ALBANY — All along the Hudson River Estuary, volunteers are donning waders and venturing into tributary streams to participate in the New York State Department of Environmental Conservation’s (DEC) 12th annual research and monitoring project on migrating juvenile American eels, DEC Commissioner Basil Seggos announced.
“DEC’s American Eel Research project connects students and communities with nature while gathering valuable research data for the future study of this species and its critical role in our ecosystem,” said Commissioner Seggos. “Citizen-based research and community involvement are indispensable in helping to learn about these unique animals and guide our conservation and stewardship.”
The eel monitoring project was initiated by DEC’s Hudson River Estuary Program and Hudson River National Estuarine Research Reserve to gather data to guide multi-state management plans for eel conservation. The project directly involves students and volunteers with scientific design and field methodology.
Eel collection takes place at most sites daily from mid-March through mid-May.
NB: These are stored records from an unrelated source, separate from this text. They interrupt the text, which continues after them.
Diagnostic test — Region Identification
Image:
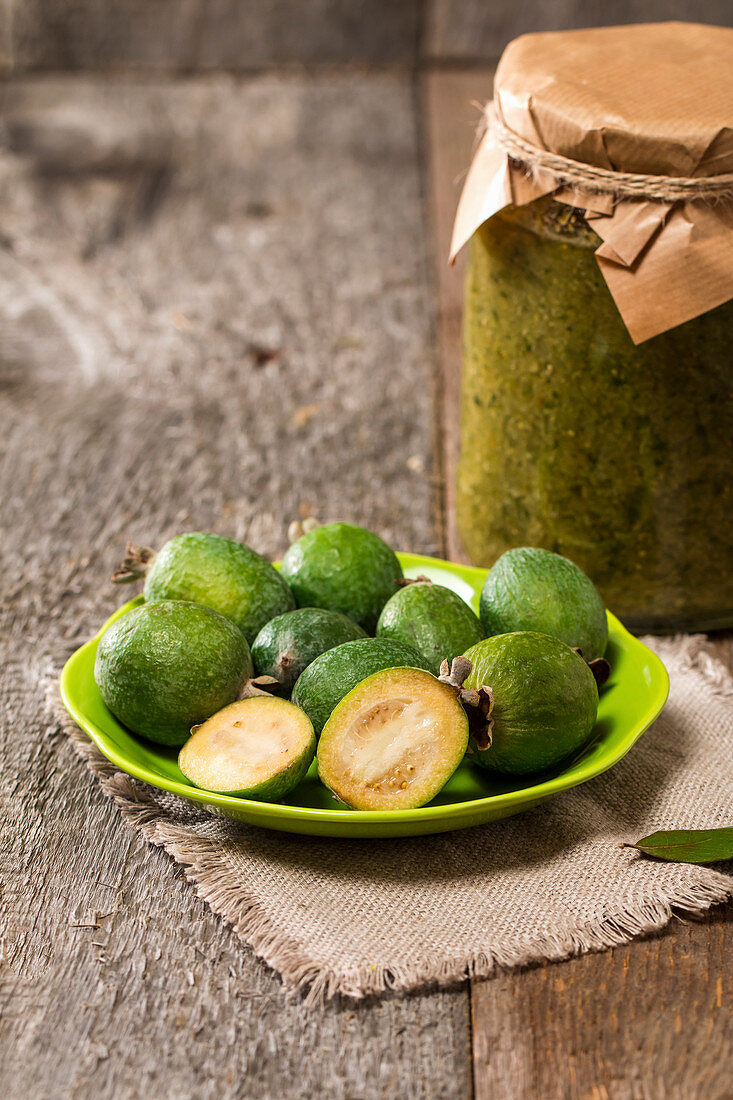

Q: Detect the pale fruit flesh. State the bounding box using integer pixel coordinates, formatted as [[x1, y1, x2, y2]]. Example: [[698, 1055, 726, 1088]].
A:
[[178, 695, 316, 799], [318, 669, 468, 810]]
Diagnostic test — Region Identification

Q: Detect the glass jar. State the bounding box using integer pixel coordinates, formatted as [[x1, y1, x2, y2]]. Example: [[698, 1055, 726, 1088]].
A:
[[457, 198, 733, 630]]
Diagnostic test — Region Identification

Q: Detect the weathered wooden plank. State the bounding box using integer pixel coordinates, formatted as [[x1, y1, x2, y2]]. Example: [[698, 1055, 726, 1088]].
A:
[[423, 68, 733, 1100], [0, 75, 470, 1100], [472, 905, 733, 1100], [4, 0, 420, 73], [423, 0, 733, 62]]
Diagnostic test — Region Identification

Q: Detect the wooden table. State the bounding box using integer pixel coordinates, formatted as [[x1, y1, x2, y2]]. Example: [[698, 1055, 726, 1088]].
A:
[[0, 67, 733, 1100]]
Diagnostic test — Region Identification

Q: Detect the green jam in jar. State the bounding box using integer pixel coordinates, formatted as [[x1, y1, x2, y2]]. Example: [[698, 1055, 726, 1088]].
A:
[[457, 199, 733, 630]]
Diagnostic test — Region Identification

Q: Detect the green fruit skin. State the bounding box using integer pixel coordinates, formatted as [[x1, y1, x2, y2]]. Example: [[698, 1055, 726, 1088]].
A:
[[95, 601, 252, 745], [376, 582, 485, 675], [252, 607, 367, 697], [144, 531, 295, 645], [282, 524, 403, 634], [480, 547, 609, 661], [178, 699, 317, 802], [464, 630, 598, 776], [292, 638, 430, 737], [241, 726, 317, 802]]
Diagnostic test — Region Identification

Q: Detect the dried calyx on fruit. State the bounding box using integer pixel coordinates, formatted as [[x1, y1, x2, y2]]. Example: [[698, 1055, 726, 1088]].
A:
[[438, 657, 494, 749], [571, 646, 611, 688], [112, 542, 155, 584]]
In the 11 years since the project began, volunteers have caught, counted, and released nearly 700,000 juvenile eels into upstream habitat. Each spring, more than 600 volunteers from nearly 40 schools and organizations monitor glass eels at 13 Hudson River sites from New York Harbor to the Capital Region.
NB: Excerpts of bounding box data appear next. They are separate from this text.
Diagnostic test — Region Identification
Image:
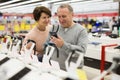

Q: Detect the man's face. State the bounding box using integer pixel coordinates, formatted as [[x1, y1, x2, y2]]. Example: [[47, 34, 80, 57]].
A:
[[38, 13, 50, 27], [57, 8, 73, 28]]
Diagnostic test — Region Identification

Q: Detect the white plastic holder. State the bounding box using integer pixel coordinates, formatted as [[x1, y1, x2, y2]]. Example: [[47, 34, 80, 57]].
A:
[[65, 51, 84, 80], [21, 43, 39, 64], [8, 40, 22, 58], [0, 37, 11, 54], [43, 45, 60, 69]]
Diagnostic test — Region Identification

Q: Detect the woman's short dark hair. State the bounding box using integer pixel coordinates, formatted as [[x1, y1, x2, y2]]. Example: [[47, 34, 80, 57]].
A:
[[33, 6, 51, 21]]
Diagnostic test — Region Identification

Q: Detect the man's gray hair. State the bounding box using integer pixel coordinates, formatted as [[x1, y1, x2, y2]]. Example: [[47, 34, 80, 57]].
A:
[[59, 4, 73, 12]]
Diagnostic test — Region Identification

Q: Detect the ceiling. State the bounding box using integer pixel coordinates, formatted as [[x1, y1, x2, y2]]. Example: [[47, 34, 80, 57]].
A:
[[0, 0, 116, 13]]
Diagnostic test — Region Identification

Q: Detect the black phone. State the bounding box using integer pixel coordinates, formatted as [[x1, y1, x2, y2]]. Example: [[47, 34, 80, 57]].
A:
[[50, 32, 58, 38]]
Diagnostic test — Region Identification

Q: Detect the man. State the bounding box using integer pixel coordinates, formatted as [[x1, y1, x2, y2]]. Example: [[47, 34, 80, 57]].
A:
[[50, 4, 88, 70]]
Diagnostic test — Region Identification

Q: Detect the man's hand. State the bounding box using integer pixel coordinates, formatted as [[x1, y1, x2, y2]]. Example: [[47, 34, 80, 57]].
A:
[[50, 36, 64, 48]]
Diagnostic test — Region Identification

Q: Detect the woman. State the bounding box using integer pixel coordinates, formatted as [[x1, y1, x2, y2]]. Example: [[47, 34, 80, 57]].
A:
[[23, 6, 51, 61]]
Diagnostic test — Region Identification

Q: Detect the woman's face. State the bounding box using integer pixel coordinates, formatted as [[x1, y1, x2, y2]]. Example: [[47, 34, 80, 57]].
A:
[[37, 13, 50, 27]]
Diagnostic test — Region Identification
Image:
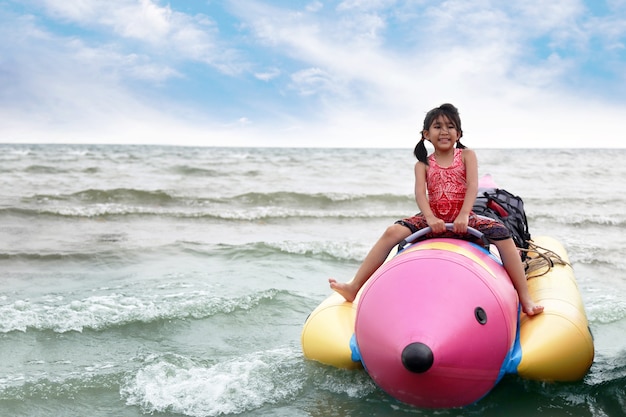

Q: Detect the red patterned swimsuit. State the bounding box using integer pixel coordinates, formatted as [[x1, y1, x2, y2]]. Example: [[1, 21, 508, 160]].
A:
[[396, 149, 511, 240]]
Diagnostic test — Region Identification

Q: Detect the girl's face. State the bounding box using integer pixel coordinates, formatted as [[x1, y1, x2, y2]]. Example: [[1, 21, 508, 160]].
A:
[[424, 116, 459, 150]]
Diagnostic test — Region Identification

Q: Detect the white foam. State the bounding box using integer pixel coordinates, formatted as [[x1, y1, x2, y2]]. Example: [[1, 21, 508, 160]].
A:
[[121, 348, 306, 417]]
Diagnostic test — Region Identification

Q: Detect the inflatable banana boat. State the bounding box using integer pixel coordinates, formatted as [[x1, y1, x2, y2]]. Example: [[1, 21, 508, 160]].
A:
[[301, 188, 594, 408]]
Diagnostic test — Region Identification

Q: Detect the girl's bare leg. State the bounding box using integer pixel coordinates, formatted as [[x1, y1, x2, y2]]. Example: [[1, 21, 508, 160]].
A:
[[328, 224, 411, 301], [493, 239, 543, 316]]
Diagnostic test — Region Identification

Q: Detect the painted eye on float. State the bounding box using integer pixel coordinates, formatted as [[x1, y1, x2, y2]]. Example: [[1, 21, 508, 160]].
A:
[[474, 307, 487, 325]]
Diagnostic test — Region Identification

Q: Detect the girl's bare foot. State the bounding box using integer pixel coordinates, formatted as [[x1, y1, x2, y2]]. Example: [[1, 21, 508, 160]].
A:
[[328, 278, 358, 302], [522, 302, 543, 316]]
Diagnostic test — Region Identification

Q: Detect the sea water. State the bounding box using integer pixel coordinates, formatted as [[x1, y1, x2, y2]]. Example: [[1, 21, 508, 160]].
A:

Coastal states from Florida to Maine monitor the young-of-the-year migrations of American eels, using the protocols of the Atlantic States Marine Fisheries Commission. American eels (Anguilla rostrata) have one of the most unusual life cycles of any fish. Born in the Sargasso Sea north of Puerto Rico, and every spring these eels arrive in estuaries like the Hudson River as translucent, two-inch long “glass eels.” As part of the research project, volunteers and students check a 10-foot cone-shaped fyke net designed to catch this small species. Researchers then count and release the glass eels back into the water and record environmental data on temperature and tides. Most of the eels are released above dams, waterfalls, and other barriers so that they have better access to habitat. Eels will live in freshwater rivers and streams for up to 30 years before returning to the sea to spawn.
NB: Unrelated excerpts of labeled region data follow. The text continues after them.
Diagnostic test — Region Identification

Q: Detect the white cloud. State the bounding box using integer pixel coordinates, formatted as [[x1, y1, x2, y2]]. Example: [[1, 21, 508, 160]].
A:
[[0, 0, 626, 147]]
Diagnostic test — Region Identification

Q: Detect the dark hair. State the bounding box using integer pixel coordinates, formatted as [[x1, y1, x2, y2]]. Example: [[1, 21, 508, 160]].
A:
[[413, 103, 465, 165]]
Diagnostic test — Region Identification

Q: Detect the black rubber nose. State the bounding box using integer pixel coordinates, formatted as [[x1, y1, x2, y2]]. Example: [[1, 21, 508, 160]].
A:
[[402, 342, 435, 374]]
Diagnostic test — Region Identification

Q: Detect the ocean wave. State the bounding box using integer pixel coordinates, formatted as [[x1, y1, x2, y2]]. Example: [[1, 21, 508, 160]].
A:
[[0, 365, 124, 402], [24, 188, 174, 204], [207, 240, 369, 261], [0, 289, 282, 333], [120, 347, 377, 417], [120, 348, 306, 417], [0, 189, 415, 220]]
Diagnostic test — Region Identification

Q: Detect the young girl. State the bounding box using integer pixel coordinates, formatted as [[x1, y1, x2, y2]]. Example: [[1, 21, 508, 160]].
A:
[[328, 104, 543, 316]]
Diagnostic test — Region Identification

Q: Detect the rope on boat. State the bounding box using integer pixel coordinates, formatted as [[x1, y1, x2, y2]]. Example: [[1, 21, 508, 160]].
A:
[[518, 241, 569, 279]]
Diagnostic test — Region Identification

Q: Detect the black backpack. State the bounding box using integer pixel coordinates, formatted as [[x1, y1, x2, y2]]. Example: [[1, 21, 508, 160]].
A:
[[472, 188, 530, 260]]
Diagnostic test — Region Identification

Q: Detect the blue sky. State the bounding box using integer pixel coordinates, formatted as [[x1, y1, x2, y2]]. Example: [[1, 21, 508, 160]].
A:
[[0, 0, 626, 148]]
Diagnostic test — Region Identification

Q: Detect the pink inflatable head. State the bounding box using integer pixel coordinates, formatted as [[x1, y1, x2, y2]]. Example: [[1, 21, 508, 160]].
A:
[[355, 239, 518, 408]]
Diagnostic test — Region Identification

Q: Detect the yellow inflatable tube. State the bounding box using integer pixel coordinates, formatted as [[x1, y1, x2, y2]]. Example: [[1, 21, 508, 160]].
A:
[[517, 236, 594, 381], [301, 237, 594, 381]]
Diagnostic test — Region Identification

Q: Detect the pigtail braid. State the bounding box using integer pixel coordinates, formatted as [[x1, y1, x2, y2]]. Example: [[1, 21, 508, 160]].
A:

Volunteers include students, watershed groups, environmental professionals, and community residents trained in basic protocols to assure useful data is collected. Classroom visits by DEC educators help bring the project alive to thousands of students. The program grew partly because eels are a strangely charismatic species with an unusual life story, and partly because people are drawn to the connections between their neighborhoods and their waterways, from urban streams to rural creeks.